We continue to Dublin with a slightly blurred copy of the first episode, this time featuring three women: a wealthy, icy writer played by Charlotte Rampling, who sees her daughters Cate Blanchett and Vicky Krieps once a year for tea at her home. The pattern is nearly identical: the drive to the house (though here the sisters travel separately, whereas the first pair of siblings rode together), the stiff and embarrassed encounter, the recurring small details (order and disorder, water and tea, food given and eaten), and a farewell that is both depressing and liberating. Here the father is never mentioned, and in the displayed photographs—unlike the first episode—the young daughters are shown from behind, as if rearranging the terms of an equation to arrive at the same sum: a family reality in which silence mutely speaks its opposite, the scream that one of these characters will probably let out just once.

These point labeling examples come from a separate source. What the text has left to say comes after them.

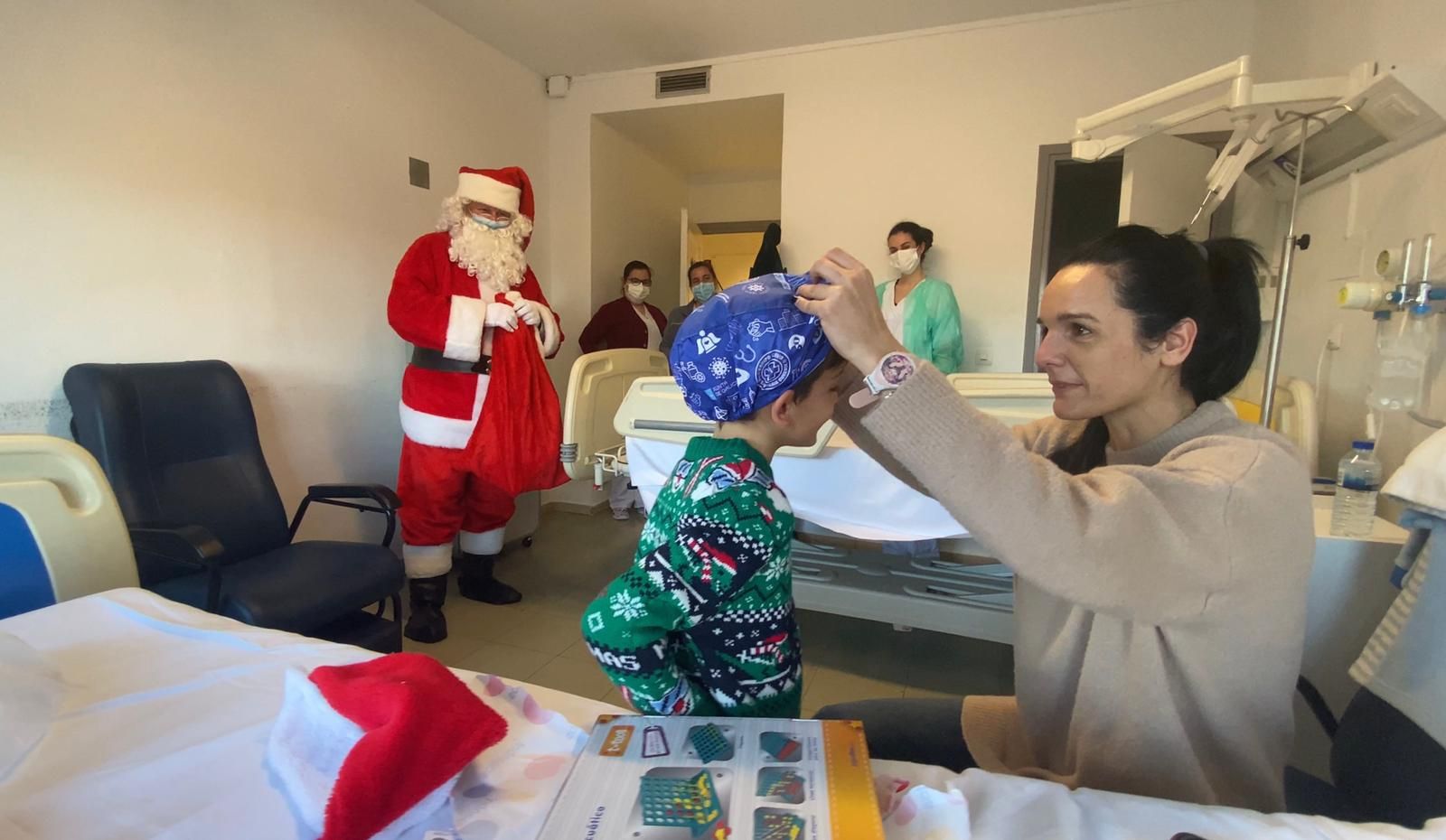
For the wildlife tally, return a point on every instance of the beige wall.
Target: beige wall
(940, 127)
(734, 200)
(230, 182)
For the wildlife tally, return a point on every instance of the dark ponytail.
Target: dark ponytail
(1163, 279)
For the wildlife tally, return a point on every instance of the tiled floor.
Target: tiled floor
(575, 557)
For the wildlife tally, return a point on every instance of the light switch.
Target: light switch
(419, 173)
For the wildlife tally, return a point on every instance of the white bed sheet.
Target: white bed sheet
(164, 720)
(981, 806)
(842, 489)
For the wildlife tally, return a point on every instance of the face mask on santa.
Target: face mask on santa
(636, 293)
(491, 223)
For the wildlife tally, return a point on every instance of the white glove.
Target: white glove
(501, 315)
(528, 313)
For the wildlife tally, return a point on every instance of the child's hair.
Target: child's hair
(804, 387)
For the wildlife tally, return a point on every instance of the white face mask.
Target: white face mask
(638, 293)
(904, 260)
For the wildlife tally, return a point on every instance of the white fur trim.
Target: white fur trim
(445, 431)
(465, 325)
(549, 337)
(484, 543)
(427, 560)
(308, 742)
(547, 331)
(474, 187)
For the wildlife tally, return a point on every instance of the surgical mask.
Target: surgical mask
(491, 223)
(904, 260)
(638, 293)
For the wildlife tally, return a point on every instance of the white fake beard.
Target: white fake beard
(493, 257)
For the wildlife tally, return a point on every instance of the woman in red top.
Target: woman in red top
(626, 322)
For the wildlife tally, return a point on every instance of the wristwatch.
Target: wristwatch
(884, 379)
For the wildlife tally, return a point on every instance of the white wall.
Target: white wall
(940, 127)
(734, 199)
(229, 181)
(1395, 200)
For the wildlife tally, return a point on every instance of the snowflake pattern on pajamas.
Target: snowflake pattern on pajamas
(703, 621)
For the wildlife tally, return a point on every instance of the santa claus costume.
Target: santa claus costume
(453, 291)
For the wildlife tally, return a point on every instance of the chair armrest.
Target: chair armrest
(190, 544)
(1318, 705)
(373, 499)
(380, 493)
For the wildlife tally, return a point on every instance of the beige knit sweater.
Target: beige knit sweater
(1160, 601)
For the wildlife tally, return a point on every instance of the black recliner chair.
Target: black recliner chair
(1385, 767)
(178, 443)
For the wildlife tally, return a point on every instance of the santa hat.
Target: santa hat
(372, 749)
(506, 188)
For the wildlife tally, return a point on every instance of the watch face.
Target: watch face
(896, 368)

Finally, the third episode in Paris, where twin siblings (the superb Luka Sabbat and Indya Moore) visit their parents’ apartment one last time after their death in a plane crash. Unlike the other characters, these two love each other, talk to each other, embrace, support one another. They enter a home that is genuinely empty (not artificially spare or terrifyingly orderly like the previous ones) only to realize they know nothing about the people who brought them into the world—a discovery made by leafing through old documents, looking at photographs and drawings, touching objects—yet they still feel their presence and their love intact. And the resolution of the conflicts left open in the earlier episodes arrives when the two are filmed first from the front, on the apartment balcony, and then from behind, walking away from the garage where they have stored their parents’ belongings—in order, but amid chaos.

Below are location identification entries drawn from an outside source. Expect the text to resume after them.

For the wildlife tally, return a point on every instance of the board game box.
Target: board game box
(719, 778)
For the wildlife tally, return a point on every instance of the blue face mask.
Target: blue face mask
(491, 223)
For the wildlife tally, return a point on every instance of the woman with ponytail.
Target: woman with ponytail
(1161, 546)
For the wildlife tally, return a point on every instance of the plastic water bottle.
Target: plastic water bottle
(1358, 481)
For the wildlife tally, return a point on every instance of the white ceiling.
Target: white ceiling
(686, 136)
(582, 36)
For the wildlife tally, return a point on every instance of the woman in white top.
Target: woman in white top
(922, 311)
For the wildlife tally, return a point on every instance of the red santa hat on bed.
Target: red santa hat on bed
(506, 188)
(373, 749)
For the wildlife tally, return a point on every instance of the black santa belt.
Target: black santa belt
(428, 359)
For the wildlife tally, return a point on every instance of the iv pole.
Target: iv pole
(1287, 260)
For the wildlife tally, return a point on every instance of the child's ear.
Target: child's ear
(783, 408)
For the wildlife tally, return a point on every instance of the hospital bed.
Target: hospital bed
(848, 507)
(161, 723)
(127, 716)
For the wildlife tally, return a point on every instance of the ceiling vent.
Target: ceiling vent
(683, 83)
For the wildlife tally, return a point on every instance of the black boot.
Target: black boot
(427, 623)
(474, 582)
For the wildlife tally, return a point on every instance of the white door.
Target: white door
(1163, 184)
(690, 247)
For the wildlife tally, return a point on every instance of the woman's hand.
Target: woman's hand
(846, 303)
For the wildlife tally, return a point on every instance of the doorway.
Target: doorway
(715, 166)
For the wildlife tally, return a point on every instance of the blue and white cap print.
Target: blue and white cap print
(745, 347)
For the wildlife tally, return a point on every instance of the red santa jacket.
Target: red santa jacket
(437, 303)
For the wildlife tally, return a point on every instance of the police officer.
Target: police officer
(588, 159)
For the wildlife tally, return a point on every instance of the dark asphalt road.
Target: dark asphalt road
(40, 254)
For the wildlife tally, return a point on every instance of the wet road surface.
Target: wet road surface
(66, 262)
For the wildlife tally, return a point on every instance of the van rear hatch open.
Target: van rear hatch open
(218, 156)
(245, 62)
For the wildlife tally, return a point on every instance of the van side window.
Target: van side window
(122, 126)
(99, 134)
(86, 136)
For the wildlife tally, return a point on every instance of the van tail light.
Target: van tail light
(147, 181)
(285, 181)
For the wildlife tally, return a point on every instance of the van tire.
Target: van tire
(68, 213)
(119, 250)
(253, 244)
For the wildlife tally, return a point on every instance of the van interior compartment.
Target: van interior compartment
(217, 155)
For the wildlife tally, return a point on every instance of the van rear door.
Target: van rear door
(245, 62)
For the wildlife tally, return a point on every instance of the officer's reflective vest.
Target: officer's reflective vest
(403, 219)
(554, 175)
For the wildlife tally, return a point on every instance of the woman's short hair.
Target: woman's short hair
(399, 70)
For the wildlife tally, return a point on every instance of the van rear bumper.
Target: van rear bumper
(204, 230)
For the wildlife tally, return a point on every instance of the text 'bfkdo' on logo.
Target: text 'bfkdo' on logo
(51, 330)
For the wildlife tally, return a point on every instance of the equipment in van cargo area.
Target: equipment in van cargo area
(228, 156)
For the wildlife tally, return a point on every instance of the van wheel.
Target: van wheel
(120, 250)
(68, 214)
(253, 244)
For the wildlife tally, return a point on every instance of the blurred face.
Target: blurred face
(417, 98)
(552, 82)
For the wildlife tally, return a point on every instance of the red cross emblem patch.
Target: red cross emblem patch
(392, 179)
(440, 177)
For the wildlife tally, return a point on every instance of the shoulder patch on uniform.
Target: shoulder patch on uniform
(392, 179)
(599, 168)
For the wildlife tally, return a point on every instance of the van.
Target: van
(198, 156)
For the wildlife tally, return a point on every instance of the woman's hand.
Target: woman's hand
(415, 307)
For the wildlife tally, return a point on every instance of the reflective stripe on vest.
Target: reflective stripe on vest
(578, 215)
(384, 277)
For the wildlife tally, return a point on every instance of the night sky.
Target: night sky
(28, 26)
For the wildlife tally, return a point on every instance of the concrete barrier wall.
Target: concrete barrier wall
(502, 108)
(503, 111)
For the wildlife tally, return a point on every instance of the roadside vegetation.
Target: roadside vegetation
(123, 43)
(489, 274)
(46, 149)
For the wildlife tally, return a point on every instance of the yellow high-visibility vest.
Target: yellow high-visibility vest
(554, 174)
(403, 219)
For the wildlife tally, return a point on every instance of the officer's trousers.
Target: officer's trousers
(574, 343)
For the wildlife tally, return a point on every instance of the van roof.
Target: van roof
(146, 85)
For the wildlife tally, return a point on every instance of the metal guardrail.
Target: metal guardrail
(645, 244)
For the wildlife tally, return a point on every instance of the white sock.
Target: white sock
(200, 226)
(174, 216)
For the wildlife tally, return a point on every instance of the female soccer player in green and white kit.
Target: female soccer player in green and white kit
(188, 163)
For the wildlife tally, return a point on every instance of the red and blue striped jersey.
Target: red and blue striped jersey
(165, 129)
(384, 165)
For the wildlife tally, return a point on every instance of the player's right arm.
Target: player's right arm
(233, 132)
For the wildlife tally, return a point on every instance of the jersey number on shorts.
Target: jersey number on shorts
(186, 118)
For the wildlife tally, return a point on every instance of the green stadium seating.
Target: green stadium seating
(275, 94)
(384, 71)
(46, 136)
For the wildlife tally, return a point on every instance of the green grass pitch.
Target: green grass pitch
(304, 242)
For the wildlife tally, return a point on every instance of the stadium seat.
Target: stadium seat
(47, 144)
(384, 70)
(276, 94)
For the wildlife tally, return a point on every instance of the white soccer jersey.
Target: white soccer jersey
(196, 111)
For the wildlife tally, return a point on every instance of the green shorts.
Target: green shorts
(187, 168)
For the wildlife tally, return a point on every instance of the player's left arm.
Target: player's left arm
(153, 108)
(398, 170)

Never more than here (and in ways that recall the recent Petzold) does Jarmusch demonstrate that cinema is above all a matter of space and time—the space of the frame, which in the first two episodes is solitary and in the third doubled or repeated, and the time of a dialogue, an ellipsis, a static shot, or a slow-motion sequence repeated. And therefore of editing, rhythm, interlocking patterns that repeat and shifts that resolve, in the manner of classical cinema but within the forms of a poetic minimalism that found its manifesto in Paterson and now, with this small, splendid, and moving film, its family romance.